Clayton Isbell (born August 3, 2000) is an American professional football linebacker. He played college football at Illinois State, Utah, and Coastal Carolina before being signed by the Carolina Panthers as an undrafted free agent.

==Early life==
Isbell attended high school at St. Charles East. Coming out of high school, Isbell decided to commit to play college football for the Illinois State Redbirds.

==College career==
During Isbell's career at Illinois State, he played in 28 games notching 105 tackles with five and a half being for a loss, six pass deflections, five interceptions, two fumble recoveries, and a forced fumble, en route to being named a FCS All-American twice. After two seasons at Illinois State, Isbell decided to enter the transfer portal.
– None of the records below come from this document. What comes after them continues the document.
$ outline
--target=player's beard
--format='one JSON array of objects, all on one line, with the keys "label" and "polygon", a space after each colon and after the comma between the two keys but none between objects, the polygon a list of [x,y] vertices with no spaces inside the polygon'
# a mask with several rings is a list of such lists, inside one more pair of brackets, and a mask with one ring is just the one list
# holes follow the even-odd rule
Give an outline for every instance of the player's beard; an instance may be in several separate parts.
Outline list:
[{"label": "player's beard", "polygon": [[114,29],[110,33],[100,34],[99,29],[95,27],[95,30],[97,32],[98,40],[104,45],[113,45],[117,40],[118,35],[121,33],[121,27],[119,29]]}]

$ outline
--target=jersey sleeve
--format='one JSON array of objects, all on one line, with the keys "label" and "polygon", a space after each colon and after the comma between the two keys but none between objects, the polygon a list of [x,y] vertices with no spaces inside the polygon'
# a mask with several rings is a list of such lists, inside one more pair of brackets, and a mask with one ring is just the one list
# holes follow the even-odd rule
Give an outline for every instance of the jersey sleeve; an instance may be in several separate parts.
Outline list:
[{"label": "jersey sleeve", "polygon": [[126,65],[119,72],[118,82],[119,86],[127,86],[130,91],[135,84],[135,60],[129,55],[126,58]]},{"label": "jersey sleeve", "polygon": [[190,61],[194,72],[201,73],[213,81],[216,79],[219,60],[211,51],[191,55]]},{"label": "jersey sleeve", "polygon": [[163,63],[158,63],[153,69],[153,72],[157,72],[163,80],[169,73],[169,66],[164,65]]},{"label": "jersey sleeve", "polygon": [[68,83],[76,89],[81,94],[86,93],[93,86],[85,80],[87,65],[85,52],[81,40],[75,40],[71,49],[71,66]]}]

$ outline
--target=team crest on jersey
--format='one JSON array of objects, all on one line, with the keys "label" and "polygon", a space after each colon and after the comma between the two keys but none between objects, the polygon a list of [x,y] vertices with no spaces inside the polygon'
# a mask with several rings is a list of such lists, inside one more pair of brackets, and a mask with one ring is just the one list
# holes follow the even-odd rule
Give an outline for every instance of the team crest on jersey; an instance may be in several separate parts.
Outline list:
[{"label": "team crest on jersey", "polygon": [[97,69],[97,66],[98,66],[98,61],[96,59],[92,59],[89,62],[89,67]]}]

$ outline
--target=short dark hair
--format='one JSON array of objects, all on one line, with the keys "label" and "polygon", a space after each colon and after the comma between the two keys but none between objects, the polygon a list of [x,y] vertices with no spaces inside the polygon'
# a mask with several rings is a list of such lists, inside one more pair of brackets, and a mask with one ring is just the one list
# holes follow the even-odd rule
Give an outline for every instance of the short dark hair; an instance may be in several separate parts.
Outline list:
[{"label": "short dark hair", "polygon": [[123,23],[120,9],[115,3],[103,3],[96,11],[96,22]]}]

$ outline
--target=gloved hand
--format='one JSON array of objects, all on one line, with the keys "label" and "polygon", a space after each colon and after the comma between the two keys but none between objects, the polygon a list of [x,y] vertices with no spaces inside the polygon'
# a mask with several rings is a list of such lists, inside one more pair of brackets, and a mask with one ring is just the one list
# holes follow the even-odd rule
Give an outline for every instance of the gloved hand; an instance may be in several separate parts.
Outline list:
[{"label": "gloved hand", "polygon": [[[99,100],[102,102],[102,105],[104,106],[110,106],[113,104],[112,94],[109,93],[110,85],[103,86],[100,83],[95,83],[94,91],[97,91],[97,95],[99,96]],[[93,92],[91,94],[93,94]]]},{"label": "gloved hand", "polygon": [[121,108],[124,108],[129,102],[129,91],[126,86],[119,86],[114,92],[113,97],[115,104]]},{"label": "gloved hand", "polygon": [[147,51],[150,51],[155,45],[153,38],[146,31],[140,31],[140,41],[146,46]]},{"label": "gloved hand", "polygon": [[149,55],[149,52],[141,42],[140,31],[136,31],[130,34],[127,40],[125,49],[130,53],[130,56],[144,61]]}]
Isbell decided to transfer to play for the Utah Utes. During Isbell's lone season with Utah in 2022, he played in all fourteen games making one start where he recorded 16 tackles with half a tackle being for a loss. After the conclusion of the 2022 season, Isbell decided to enter his name into the NCAA transfer portal.

For the 2023 season, Isbell decided to transfer to play for the Coastal Carolina Chanticleers. In week one of the 2023 season, Isbell made three interceptions in a loss against UCLA. In his senior season in 2023, Isbell tallied 86 tackles with four and a half being for a loss, five pass deflections, and three interceptions. After the conclusion of the 2023 season, Isbell decided to declare for the 2024 NFL draft.

== Professional career ==

Pre-draft measurables
| Height | Weight | Arm length | Hand span | 40-yard dash | 10-yard split | 20-yard split | Vertical jump | Broad jump | Bench press |
| 6 ft 2 in (1.88 m) | 221 lb (100 kg) | 33+1⁄2 in (0.85 m) | 10+1⁄8 in (0.26 m) | 4.82 s | 1.64 s | 2.77 s | 32 in (0.81 m) | 9 ft 11 in (3.02 m) | 08 reps |
All values from Pro Day

===Carolina Panthers===
Isbell went undrafted in the 2024 NFL draft, and signed with the Carolina Panthers as an UDFA. He was waived on July 26.

===New York Giants===
On August 20, 2024, Isbell signed with the New York Giants, but waived five days later.

===Edmonton Elks===
Isbell was signed by the Edmonton Elks on January 28, 2025. He was released on June 1, 2025.